Better compression (secondary compression)

VCDIFF specifies a byte-code data format that does not use variable-bit-length codes. A byte-code-only format that is good on its own is desirable for many reasons, but a variable-bit-length encoding is naturally more efficient than a fixed-length code. VCDIFF also includes options for encoding and decoding with alternate byte-code tables.

Compression levels

The -1-9 flags select alternate compression levels: -1 is fastest and -9 gives the best string-matching compression (at higher memory cost; see Tuning the memory budget).

Secondary compression

Even better compression can be achieved by applying a secondary compressor to the VCDIFF byte stream, selected with -S:

  • -S lzmaLZMA (XZ Utils). Available when xdelta3 was built with liblzma; usually the strongest option.
  • -S djw — the built-in DJW coder (described below).
  • -S fgk — the built-in adaptive Huffman (FGK) coder.
  • -S none — disable secondary compression.

The DJW coder

DJW is named after David Wheeler. It is a semi-adaptive Huffman code in the spirit of the entropy-coding stage that follows the Burrows–Wheeler transform in bzip2.

The algorithm works with multiple Huffman-code tables over several iterations. The input is divided into fixed-length chunks, each chunk assigned to a Huffman table. On each iteration, chunks are reassigned to the table that gives the shortest encoding, then the tables are recomputed from the chunks assigned to them.
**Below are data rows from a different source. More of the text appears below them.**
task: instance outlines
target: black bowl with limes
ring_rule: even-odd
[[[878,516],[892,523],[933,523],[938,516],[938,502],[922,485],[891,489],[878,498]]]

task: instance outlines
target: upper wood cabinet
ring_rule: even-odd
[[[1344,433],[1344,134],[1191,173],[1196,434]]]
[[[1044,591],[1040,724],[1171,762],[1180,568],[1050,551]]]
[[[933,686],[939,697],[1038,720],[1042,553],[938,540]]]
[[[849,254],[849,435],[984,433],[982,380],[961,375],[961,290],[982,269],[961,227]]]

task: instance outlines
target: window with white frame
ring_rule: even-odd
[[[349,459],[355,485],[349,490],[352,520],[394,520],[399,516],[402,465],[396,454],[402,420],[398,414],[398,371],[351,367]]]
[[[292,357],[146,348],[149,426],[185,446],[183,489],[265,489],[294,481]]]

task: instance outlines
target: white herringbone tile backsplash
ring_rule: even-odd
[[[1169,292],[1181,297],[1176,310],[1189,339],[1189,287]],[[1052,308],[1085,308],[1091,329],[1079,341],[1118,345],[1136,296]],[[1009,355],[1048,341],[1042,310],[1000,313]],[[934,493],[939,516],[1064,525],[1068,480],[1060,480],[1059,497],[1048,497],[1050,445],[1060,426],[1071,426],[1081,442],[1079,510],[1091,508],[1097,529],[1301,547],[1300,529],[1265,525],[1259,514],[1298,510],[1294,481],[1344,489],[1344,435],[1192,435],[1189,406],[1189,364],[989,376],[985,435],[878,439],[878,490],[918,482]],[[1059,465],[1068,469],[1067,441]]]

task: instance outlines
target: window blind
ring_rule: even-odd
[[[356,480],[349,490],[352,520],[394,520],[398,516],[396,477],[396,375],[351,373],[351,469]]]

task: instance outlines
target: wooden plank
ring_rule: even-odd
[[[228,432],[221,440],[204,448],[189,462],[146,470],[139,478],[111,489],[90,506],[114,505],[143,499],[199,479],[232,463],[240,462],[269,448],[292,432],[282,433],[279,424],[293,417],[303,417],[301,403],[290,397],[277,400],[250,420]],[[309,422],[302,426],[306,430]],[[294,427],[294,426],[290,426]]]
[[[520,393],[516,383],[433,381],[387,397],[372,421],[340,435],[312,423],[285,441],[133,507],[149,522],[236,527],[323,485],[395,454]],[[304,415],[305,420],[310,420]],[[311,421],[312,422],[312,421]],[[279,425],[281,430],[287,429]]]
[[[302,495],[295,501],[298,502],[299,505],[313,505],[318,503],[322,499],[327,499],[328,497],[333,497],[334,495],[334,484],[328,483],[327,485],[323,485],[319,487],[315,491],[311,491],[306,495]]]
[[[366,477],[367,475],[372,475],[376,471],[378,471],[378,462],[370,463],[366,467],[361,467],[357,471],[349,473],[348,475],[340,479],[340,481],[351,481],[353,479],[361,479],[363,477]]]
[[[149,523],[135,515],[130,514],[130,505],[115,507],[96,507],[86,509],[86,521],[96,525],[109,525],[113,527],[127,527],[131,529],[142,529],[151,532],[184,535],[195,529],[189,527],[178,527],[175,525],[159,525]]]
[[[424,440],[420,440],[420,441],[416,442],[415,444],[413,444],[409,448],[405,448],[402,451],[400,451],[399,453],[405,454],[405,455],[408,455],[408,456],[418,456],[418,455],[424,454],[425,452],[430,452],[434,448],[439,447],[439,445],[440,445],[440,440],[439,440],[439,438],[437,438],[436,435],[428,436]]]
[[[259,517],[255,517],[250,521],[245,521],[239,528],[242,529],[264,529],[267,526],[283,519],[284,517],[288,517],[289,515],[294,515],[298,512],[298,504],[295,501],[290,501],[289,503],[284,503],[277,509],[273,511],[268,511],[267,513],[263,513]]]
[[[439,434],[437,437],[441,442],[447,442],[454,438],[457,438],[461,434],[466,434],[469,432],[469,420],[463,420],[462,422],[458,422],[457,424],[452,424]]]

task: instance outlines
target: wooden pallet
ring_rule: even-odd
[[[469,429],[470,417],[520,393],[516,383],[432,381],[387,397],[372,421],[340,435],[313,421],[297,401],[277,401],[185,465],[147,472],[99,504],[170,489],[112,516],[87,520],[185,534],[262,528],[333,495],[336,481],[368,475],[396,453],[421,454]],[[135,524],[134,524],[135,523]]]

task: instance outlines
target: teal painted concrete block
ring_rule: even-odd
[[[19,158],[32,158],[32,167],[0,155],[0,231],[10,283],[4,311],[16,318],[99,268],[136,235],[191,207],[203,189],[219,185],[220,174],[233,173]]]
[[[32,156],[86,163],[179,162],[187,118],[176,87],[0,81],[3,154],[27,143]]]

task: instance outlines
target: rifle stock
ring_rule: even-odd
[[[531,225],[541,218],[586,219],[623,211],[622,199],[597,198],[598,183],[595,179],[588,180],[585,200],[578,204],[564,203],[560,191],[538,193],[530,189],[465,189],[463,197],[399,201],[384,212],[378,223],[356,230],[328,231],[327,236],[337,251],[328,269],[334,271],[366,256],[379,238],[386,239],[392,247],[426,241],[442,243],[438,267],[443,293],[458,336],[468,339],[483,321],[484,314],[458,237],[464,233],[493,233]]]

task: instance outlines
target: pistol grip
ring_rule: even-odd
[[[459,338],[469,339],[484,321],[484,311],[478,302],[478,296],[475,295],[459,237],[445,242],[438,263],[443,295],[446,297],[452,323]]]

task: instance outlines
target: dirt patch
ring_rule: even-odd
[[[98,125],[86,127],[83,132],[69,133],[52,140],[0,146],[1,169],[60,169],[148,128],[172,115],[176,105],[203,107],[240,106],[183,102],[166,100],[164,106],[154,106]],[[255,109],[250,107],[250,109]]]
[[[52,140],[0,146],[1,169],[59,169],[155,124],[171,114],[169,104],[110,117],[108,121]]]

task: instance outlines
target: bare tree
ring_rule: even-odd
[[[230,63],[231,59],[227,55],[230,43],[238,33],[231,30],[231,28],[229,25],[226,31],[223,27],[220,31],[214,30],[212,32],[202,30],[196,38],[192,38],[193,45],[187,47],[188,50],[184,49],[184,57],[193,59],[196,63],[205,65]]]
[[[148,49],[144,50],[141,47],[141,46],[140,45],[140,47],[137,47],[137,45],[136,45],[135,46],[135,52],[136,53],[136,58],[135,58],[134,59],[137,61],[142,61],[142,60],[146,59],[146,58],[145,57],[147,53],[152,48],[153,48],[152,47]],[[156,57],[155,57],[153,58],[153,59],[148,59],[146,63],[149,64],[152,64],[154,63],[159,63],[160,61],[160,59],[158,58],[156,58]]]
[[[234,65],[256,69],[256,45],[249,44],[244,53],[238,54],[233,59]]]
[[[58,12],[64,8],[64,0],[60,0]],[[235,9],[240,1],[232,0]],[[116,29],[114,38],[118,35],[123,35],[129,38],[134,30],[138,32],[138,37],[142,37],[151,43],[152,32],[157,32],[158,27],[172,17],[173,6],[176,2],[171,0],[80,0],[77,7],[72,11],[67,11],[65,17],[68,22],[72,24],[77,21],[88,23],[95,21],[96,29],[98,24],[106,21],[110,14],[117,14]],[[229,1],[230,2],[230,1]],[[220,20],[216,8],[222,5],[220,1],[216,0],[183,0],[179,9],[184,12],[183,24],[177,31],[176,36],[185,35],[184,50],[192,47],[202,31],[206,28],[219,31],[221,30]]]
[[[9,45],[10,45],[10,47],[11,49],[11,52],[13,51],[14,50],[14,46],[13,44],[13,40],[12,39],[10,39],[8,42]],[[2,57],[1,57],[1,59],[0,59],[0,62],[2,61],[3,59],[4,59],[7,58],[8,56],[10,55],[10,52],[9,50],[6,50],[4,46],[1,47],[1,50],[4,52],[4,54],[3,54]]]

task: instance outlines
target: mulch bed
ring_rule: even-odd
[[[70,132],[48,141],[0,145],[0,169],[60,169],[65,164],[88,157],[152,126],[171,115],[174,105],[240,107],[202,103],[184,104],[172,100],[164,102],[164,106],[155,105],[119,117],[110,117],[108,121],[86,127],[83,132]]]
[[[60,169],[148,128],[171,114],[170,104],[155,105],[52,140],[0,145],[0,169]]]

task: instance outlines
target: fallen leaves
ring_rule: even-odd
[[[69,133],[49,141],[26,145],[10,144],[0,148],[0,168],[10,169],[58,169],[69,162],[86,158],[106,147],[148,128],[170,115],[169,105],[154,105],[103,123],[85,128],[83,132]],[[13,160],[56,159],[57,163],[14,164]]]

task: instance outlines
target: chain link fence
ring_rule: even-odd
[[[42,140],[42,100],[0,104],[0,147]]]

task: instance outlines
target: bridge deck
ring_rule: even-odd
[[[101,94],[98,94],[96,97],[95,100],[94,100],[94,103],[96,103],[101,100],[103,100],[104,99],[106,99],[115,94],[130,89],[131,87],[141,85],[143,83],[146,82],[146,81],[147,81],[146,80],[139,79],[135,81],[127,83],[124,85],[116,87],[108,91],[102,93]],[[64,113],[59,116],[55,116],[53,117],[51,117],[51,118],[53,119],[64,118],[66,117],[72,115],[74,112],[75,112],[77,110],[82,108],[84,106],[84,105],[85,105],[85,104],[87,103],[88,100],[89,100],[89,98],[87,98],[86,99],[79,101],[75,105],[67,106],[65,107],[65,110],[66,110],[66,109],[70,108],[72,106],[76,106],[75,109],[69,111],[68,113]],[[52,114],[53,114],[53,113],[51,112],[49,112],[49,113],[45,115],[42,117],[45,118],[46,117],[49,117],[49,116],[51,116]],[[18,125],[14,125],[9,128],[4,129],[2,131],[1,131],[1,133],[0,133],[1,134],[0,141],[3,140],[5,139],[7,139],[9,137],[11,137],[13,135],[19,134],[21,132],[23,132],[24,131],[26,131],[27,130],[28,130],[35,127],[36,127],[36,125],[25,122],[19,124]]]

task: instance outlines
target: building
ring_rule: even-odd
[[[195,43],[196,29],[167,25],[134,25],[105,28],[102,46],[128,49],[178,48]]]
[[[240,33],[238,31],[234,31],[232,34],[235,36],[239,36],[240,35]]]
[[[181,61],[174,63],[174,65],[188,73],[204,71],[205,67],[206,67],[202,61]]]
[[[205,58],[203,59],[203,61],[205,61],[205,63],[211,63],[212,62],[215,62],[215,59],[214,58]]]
The chunk encodings plus the chunk-to-table assignments are transformed by move-to-front. Move-to-front works well (especially following Burrows–Wheeler), but it presents a problem for later Huffman coding: afterward there tend to be many 0s, and a symbol with frequency greater than 50% cannot be encoded efficiently by Huffman coding, since even the shortest 1-bit code has redundancy. To address this, the 0 symbol is replaced by two symbols (call them 0_0 and 0_1) that encode the run length of 0s in binary.

Xdelta3 also implements alternate code tables, but little work has been done on their optimization potential. See the GENERIC_ENCODE_TABLES=1 build flag and related tests, which are not compiled by default.

See also

bsdiff is another differential compression program, based on bzip2.